Our family are home for Xmas, so our son came with me for the game. The three bits of local knowledge I gave him instructions upon were all blown apart.
First, I claimed that it was inevitable that the ball would repeatedly be kicked out of the ground - into the car park, the main road, the field from which a horse normally overlooks the proceedings and the wooded area behind one of the goals. It looked like I was completely wrong, until a clearance finally made it towards the main road.
Secondly, I was adament that Dave McCarthy (the Sheffield FC Manager) would do what he always does and use all his three possible substitutions. For he likes to use as many of his squad as he can in order to keep them happy and on the books. But this also did not happen.
Finally, I said that we should slip out of a side gate to the pub for a half-time drink. The gate was sure to have been opened, as the Club now owns the pub. But when we made our way to the gate just before the half-time whistle, we found that it was still locked. We had to go the long way round. Perhaps we were expected to stay and make sure that all the mince pies were eaten up.
It was, however, a chatty Xmas atmosphere when we finally made it to the pub. I discovered a Shirebrook Town supporter who was a fellow refugee from the North East and had played for my father's old team, Stanley United.
Next I talked to a Sheffield FC supporter from Nottingham, who was on our side because his son (Jon Boulter) is our left back. Earlier Jon was a worthwhile utility player, then he started to be selected for his best spot.
Before and after the match, my son and I also met up with Tom and his wife Janet who are from Chesterfield. I had met Tom intitially at out last home game against Broddy (see my last posted item), but I didn't recognise him immediately this time, as he was wearing an Irish Football shirt. It turns out that his mother is from Dublin. My own links with Ireland are legion.

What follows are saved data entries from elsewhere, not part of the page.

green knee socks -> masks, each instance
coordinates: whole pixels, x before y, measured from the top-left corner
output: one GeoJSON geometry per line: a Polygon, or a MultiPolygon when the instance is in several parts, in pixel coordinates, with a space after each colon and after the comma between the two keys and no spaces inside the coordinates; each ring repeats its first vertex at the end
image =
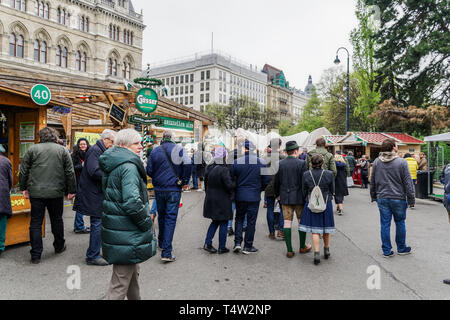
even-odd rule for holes
{"type": "Polygon", "coordinates": [[[286,247],[288,252],[292,251],[292,242],[291,242],[291,228],[284,228],[284,241],[286,242],[286,247]]]}
{"type": "Polygon", "coordinates": [[[306,247],[306,232],[299,231],[300,235],[300,249],[304,249],[306,247]]]}

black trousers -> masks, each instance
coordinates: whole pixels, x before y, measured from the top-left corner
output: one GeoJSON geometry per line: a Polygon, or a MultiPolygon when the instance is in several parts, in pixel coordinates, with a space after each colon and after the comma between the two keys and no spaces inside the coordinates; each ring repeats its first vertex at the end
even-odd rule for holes
{"type": "Polygon", "coordinates": [[[362,171],[361,172],[361,180],[362,180],[362,188],[367,189],[367,186],[369,185],[369,173],[362,171]]]}
{"type": "Polygon", "coordinates": [[[30,242],[31,242],[31,259],[40,259],[43,251],[42,246],[42,223],[45,216],[45,208],[50,216],[52,233],[55,238],[53,247],[56,251],[64,248],[64,224],[63,210],[64,198],[56,199],[40,199],[30,198],[31,202],[31,222],[30,222],[30,242]]]}

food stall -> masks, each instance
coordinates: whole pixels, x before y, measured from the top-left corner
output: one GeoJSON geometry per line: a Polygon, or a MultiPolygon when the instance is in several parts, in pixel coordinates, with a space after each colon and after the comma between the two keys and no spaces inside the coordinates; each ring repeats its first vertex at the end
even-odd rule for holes
{"type": "MultiPolygon", "coordinates": [[[[33,86],[35,88],[35,86],[33,86]]],[[[0,143],[6,149],[6,156],[12,164],[13,190],[11,205],[13,216],[8,220],[5,245],[28,242],[30,224],[30,201],[24,199],[18,186],[19,169],[25,152],[39,142],[38,132],[47,126],[47,108],[54,105],[67,105],[65,100],[52,99],[44,90],[31,91],[0,82],[0,143]],[[33,94],[35,95],[33,99],[33,94]],[[45,105],[37,99],[43,95],[45,105]]],[[[45,223],[42,225],[45,236],[45,223]]]]}

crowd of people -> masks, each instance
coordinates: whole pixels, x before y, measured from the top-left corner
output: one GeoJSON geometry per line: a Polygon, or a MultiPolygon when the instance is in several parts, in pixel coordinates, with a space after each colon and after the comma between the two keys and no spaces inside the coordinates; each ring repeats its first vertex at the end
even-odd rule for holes
{"type": "MultiPolygon", "coordinates": [[[[160,145],[147,153],[146,163],[141,157],[142,137],[132,129],[119,132],[107,129],[93,146],[80,139],[71,156],[58,144],[53,129],[42,129],[39,138],[40,143],[31,147],[22,159],[19,173],[20,189],[31,202],[31,263],[41,261],[45,209],[50,216],[55,254],[66,250],[64,197],[74,199],[74,232],[89,234],[86,264],[113,265],[109,299],[140,299],[139,264],[154,256],[157,248],[161,261],[176,261],[172,242],[181,195],[191,189],[191,178],[193,189],[205,191],[203,216],[211,220],[204,250],[226,254],[231,251],[226,246],[227,236],[234,236],[233,252],[258,252],[254,239],[264,192],[268,238],[284,240],[287,258],[294,257],[295,215],[298,253],[313,250],[313,262],[318,265],[321,239],[323,258],[331,256],[330,235],[336,231],[333,199],[336,214],[342,215],[355,168],[361,168],[362,187],[367,188],[371,167],[370,196],[380,211],[382,254],[387,258],[394,255],[390,241],[392,217],[396,224],[397,253],[411,253],[406,244],[406,210],[415,205],[414,170],[423,169],[426,159],[422,154],[419,162],[409,154],[402,158],[393,139],[382,143],[379,157],[371,164],[366,156],[356,160],[352,152],[330,153],[324,138],[317,139],[316,148],[309,152],[303,149],[300,153],[295,141],[287,142],[281,150],[281,140],[273,139],[261,157],[251,141],[243,140],[234,150],[216,147],[208,157],[203,144],[189,155],[174,143],[173,133],[167,130],[160,145]],[[151,208],[147,176],[155,193],[151,208]],[[84,216],[90,218],[89,227],[84,216]],[[217,230],[216,249],[213,241],[217,230]],[[307,233],[312,234],[312,245],[306,243],[307,233]]],[[[0,154],[4,152],[0,146],[0,154]]],[[[444,205],[450,221],[450,165],[443,171],[441,181],[445,185],[444,205]]],[[[4,250],[6,219],[12,213],[11,187],[11,163],[0,156],[0,254],[4,250]]]]}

Tom is a newcomer to Sheffield FC games, but he has already chalked up three matches in a row, including a visit to the away game at Sutton. He claimed that we were lucky to win 2-1 at Sutton. They dominated the game and could have scored a few. But Sheffield moved in to steal the game with two late strikes.
I have now arranged for him to give me a lift to the Boxing Day fixture at Hallam. It is being held on the 146th Anniversary of the teams' first clash at Hallam on Boxing Day 1860. It is the oldest derby in the world and is played on their original ground , which is the oldest existing ground in the world. All of this is something that money can't buy - as long as no-one tells Abramovich.
Top Versus Bottom
Shirebrook Town are bottom of the League, having only won one match out of the previous 16. So when the game started to take on the characteristics of our last 5-0 home win over Broddy, I expected the inevitable. But I was wrong again.

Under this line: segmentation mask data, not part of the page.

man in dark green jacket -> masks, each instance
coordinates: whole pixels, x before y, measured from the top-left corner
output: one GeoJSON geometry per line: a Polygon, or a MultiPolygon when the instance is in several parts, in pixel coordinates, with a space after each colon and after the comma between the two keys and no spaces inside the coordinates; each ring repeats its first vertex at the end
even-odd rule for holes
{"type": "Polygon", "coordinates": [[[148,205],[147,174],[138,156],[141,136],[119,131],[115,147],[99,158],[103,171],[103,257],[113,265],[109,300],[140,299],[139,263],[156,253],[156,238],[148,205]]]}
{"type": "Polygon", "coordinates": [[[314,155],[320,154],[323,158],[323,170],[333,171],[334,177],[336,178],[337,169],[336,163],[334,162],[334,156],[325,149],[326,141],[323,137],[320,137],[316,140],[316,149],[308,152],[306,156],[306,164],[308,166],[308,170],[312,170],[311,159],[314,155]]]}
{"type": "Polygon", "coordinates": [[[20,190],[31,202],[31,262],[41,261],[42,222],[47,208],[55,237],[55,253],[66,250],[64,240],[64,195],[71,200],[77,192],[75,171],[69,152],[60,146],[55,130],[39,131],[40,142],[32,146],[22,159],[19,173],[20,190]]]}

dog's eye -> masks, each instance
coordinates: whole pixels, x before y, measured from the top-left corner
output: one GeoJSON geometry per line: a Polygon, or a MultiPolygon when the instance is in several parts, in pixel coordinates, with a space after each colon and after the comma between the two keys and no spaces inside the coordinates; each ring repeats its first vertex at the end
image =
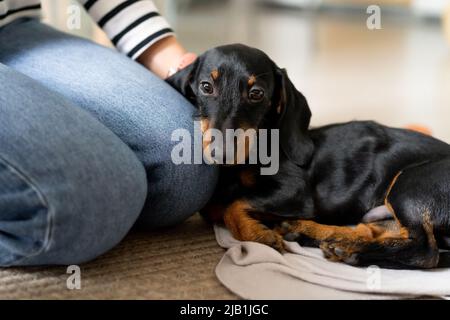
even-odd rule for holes
{"type": "Polygon", "coordinates": [[[264,98],[264,91],[261,89],[252,89],[250,90],[248,97],[252,102],[260,102],[264,98]]]}
{"type": "Polygon", "coordinates": [[[202,81],[200,83],[200,89],[204,94],[212,94],[214,92],[214,87],[208,81],[202,81]]]}

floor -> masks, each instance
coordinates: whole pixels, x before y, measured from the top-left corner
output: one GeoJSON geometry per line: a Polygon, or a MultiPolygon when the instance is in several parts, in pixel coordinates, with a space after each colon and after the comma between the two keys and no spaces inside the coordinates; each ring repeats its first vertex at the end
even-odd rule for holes
{"type": "Polygon", "coordinates": [[[224,250],[199,215],[183,225],[132,233],[81,266],[81,289],[69,290],[66,267],[0,269],[0,299],[236,299],[216,279],[224,250]]]}
{"type": "MultiPolygon", "coordinates": [[[[450,47],[439,23],[383,13],[382,29],[369,31],[366,18],[361,10],[305,12],[210,0],[173,24],[196,52],[233,42],[266,51],[309,99],[313,125],[419,123],[450,142],[450,47]]],[[[0,299],[233,299],[214,275],[223,252],[196,216],[175,229],[133,233],[81,266],[81,290],[67,289],[62,267],[1,269],[0,299]]]]}

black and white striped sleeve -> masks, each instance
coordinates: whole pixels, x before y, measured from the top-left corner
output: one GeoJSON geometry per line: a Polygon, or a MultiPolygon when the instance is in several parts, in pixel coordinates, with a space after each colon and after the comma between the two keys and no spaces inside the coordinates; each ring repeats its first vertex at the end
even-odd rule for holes
{"type": "Polygon", "coordinates": [[[173,35],[167,21],[149,0],[80,0],[112,43],[137,59],[159,40],[173,35]]]}

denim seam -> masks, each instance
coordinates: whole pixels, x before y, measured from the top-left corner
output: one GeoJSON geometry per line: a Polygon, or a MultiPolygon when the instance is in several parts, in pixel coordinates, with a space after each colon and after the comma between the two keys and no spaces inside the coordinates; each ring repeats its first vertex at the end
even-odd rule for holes
{"type": "Polygon", "coordinates": [[[51,238],[51,233],[53,231],[54,214],[53,214],[53,208],[50,207],[47,197],[39,189],[39,187],[37,186],[37,184],[35,183],[35,181],[33,181],[33,179],[31,177],[26,175],[25,172],[23,172],[17,166],[13,165],[10,161],[6,160],[1,155],[0,155],[0,162],[2,162],[6,166],[6,168],[8,170],[10,170],[10,172],[15,174],[18,178],[20,178],[23,182],[25,182],[35,192],[35,194],[38,196],[40,204],[47,211],[47,226],[46,226],[46,230],[45,230],[45,238],[44,238],[41,248],[35,250],[34,252],[32,252],[30,254],[27,254],[26,256],[23,256],[17,260],[14,260],[14,261],[11,261],[10,263],[8,263],[9,265],[13,265],[13,264],[21,263],[22,261],[29,259],[31,257],[37,256],[40,253],[42,253],[43,251],[48,249],[48,247],[50,246],[50,243],[51,243],[50,238],[51,238]]]}

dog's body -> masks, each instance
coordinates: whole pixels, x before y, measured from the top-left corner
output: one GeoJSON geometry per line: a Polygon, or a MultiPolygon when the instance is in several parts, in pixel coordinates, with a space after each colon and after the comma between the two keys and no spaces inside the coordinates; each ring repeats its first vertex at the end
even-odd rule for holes
{"type": "MultiPolygon", "coordinates": [[[[409,172],[417,165],[426,167],[446,157],[450,161],[448,144],[374,122],[331,125],[313,129],[309,134],[315,152],[307,167],[293,165],[284,157],[278,174],[273,176],[259,175],[252,165],[225,167],[215,202],[245,198],[255,211],[282,218],[312,219],[330,225],[356,224],[371,209],[384,205],[387,190],[399,172],[409,172]],[[242,172],[252,182],[242,181],[242,172]],[[235,188],[230,187],[233,183],[235,188]]],[[[425,181],[436,179],[417,178],[417,183],[425,187],[432,182],[425,181]]],[[[450,179],[448,183],[450,201],[450,179]]],[[[433,190],[424,190],[424,194],[431,197],[430,191],[433,190]]],[[[450,213],[450,207],[447,209],[450,213]]]]}
{"type": "MultiPolygon", "coordinates": [[[[421,133],[374,122],[326,126],[309,133],[315,146],[309,166],[302,168],[284,158],[274,176],[261,176],[250,165],[222,168],[211,201],[213,208],[217,204],[226,208],[244,200],[253,216],[267,225],[274,220],[299,219],[343,226],[361,223],[367,212],[387,201],[401,226],[407,228],[408,237],[414,234],[421,243],[400,244],[402,240],[397,236],[404,236],[400,229],[382,230],[383,237],[388,231],[392,233],[392,244],[374,245],[377,250],[373,257],[369,254],[357,257],[352,252],[342,259],[393,268],[426,267],[428,263],[435,266],[438,247],[446,247],[445,238],[450,236],[450,146],[421,133]],[[390,189],[394,180],[396,183],[390,189]],[[426,219],[433,228],[429,234],[426,219]],[[420,250],[426,253],[425,257],[420,250]]],[[[297,233],[299,237],[319,240],[319,245],[324,241],[322,245],[332,247],[336,247],[335,237],[343,237],[339,230],[313,225],[315,230],[308,231],[295,223],[287,226],[284,233],[297,233]]],[[[354,239],[348,241],[355,243],[346,245],[357,245],[361,240],[358,236],[366,237],[365,232],[373,237],[372,230],[350,232],[354,233],[354,239]]],[[[269,237],[267,243],[280,246],[272,241],[269,237]]],[[[323,249],[327,250],[324,246],[323,249]]]]}
{"type": "Polygon", "coordinates": [[[284,234],[290,239],[312,240],[328,258],[350,264],[392,268],[437,265],[439,245],[445,243],[441,240],[450,235],[448,144],[374,122],[308,130],[306,100],[267,56],[236,45],[205,55],[192,70],[176,75],[169,83],[194,97],[201,118],[210,127],[276,128],[282,150],[279,172],[273,176],[260,175],[260,165],[223,167],[217,191],[204,210],[210,219],[223,220],[240,240],[279,250],[283,249],[284,234]],[[255,61],[247,62],[252,55],[255,61]],[[234,59],[233,72],[223,64],[230,57],[234,59]],[[242,77],[237,77],[237,72],[242,72],[242,77]],[[201,78],[209,73],[210,85],[217,86],[217,92],[206,90],[208,94],[200,97],[203,94],[196,92],[193,83],[200,83],[199,90],[203,90],[201,78]],[[258,74],[266,79],[254,76],[258,74]],[[226,77],[227,90],[239,90],[235,99],[228,98],[229,106],[218,97],[221,76],[226,77]],[[232,80],[241,85],[233,87],[232,80]],[[245,100],[255,85],[269,93],[266,101],[245,100]],[[368,211],[381,205],[395,217],[389,227],[377,222],[345,226],[361,223],[368,211]],[[289,223],[276,230],[268,228],[286,220],[289,223]]]}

Sheffield FC had the same 1-0 lead at half-time, as against Broddy. We then rushed into continuous attacking from the start of the second half and awaited the goal rush.
But Shirebrook hadn't read the script and got back into the game. Perhaps the effect of their half time mince pies had worn off, whilst Sheffield FC's mulled wine finally took its toll.

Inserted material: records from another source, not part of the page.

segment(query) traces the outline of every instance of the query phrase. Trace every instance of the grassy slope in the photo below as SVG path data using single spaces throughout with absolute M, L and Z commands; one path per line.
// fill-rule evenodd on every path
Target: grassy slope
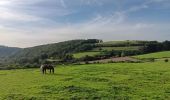
M 0 99 L 170 99 L 170 63 L 117 63 L 0 71 Z
M 80 52 L 80 53 L 73 54 L 73 56 L 75 58 L 81 58 L 81 57 L 85 57 L 86 55 L 88 55 L 88 56 L 95 56 L 95 55 L 97 55 L 99 53 L 100 52 Z
M 166 57 L 168 58 L 168 57 L 170 57 L 170 51 L 138 55 L 135 57 L 140 58 L 140 59 L 143 59 L 143 58 L 166 58 Z

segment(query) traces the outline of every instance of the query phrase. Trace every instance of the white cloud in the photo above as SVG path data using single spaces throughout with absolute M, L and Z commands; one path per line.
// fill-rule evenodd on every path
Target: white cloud
M 128 39 L 141 39 L 141 40 L 162 40 L 168 39 L 166 35 L 170 31 L 166 25 L 157 25 L 150 23 L 114 23 L 112 17 L 103 18 L 98 16 L 89 22 L 81 24 L 72 24 L 67 26 L 60 26 L 55 28 L 39 29 L 34 33 L 23 34 L 18 33 L 17 38 L 9 41 L 15 41 L 21 47 L 34 46 L 39 44 L 47 44 L 71 39 L 85 39 L 85 38 L 100 38 L 104 40 L 128 40 Z M 119 18 L 118 18 L 119 19 Z M 107 23 L 103 23 L 103 21 Z M 116 21 L 117 19 L 115 19 Z M 163 30 L 165 33 L 160 34 Z M 10 36 L 10 35 L 9 35 Z M 160 38 L 163 37 L 163 38 Z M 8 37 L 8 36 L 7 36 Z M 12 43 L 12 42 L 11 42 Z
M 0 42 L 8 46 L 30 47 L 80 38 L 163 40 L 170 38 L 167 36 L 170 29 L 166 26 L 149 23 L 107 23 L 103 25 L 102 21 L 98 21 L 93 24 L 84 23 L 67 27 L 39 29 L 34 33 L 24 30 L 3 30 L 0 34 Z M 164 33 L 160 34 L 161 32 Z
M 37 16 L 27 15 L 24 13 L 18 13 L 10 10 L 0 9 L 0 20 L 7 21 L 38 21 L 42 18 Z
M 19 12 L 12 9 L 16 6 L 18 0 L 2 0 L 0 1 L 0 21 L 37 21 L 41 20 L 40 17 L 29 15 L 24 12 Z M 19 1 L 18 1 L 19 2 Z M 2 24 L 2 23 L 1 23 Z
M 133 7 L 129 8 L 127 10 L 127 12 L 136 12 L 136 11 L 139 11 L 141 9 L 146 9 L 146 8 L 148 8 L 148 5 L 142 4 L 142 5 L 133 6 Z
M 55 15 L 60 17 L 72 13 L 70 12 L 70 10 L 68 10 L 69 6 L 67 5 L 67 2 L 65 0 L 59 0 L 60 5 L 62 6 L 59 11 L 57 11 L 56 8 L 54 8 L 55 11 L 53 11 L 52 9 L 44 11 L 42 5 L 41 7 L 43 8 L 43 11 L 41 7 L 39 8 L 35 6 L 35 8 L 26 8 L 28 10 L 26 10 L 26 12 L 24 12 L 24 10 L 19 11 L 18 9 L 12 9 L 11 7 L 9 7 L 10 5 L 26 5 L 27 3 L 32 5 L 40 1 L 44 0 L 0 1 L 0 22 L 6 21 L 6 23 L 10 24 L 10 22 L 15 21 L 23 22 L 25 25 L 28 24 L 27 22 L 30 22 L 30 25 L 26 25 L 26 29 L 22 29 L 21 27 L 16 29 L 13 27 L 10 28 L 5 26 L 4 23 L 1 23 L 1 44 L 8 46 L 30 47 L 39 44 L 47 44 L 80 38 L 100 38 L 104 40 L 165 40 L 170 38 L 170 35 L 168 33 L 170 32 L 170 29 L 168 27 L 169 24 L 165 25 L 163 23 L 155 24 L 152 22 L 128 21 L 129 14 L 139 12 L 143 9 L 149 9 L 151 3 L 164 2 L 165 0 L 150 0 L 150 2 L 147 3 L 130 6 L 124 11 L 120 9 L 115 10 L 114 12 L 110 12 L 110 14 L 95 13 L 96 16 L 93 16 L 90 20 L 86 19 L 85 22 L 73 22 L 70 24 L 63 24 L 61 22 L 57 22 L 54 19 L 50 19 L 50 14 L 54 14 L 53 12 L 57 13 Z M 102 2 L 104 2 L 104 0 L 81 0 L 81 2 L 86 3 L 85 5 L 102 5 Z M 50 17 L 49 19 L 46 19 L 41 17 L 37 13 L 42 13 L 42 15 L 45 14 L 46 16 Z M 42 26 L 44 24 L 46 25 L 45 27 Z
M 6 1 L 6 0 L 0 1 L 1 6 L 8 5 L 8 4 L 10 4 L 10 1 Z

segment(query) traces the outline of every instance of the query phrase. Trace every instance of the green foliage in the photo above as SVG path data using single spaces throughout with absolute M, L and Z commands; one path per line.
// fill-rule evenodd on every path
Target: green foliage
M 170 41 L 164 41 L 164 42 L 150 41 L 145 44 L 142 50 L 144 53 L 168 51 L 170 50 Z
M 57 66 L 0 71 L 1 100 L 169 100 L 169 62 Z

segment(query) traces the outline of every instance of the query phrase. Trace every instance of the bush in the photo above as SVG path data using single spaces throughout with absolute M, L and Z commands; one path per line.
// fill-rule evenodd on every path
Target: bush
M 169 59 L 165 59 L 165 62 L 169 62 Z
M 97 64 L 100 64 L 100 62 L 99 62 L 99 61 L 97 61 L 96 63 L 97 63 Z
M 85 61 L 85 64 L 89 64 L 89 62 L 88 62 L 88 61 Z

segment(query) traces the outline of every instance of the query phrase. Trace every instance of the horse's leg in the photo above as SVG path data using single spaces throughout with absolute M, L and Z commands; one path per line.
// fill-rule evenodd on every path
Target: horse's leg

Shirebrook could well have snatched a result as the game went on. It was, however, Sheffield who settled matters with a second goal in added time and ended up 2-0 winners.
Furthermore, it was Chris Dolby who scored. I had been expecting him to be substituted by Matt Roney to fulfil my pre-match prediction. It would have been a straight positional swap. Dave McCarthy probably held onto Dolby as he had particularly impressed everyone with his first half performance. It was his cross which put David Wilkins in a position to snatch that first half lead.
The strangest thing about the game was that the crowd which I estimated was around 230 in the first half, seemed to shrink by a third or so for the second half. Had some of the spectators been attracted by the mulled wine and mince pies and then left when these were comsumed? Or was the real ale having an impact on my own perceptions of what was happening?
Whatever it was, Stephen ushered me safely home after the match - but only after the inevitable post-match celebratory drink.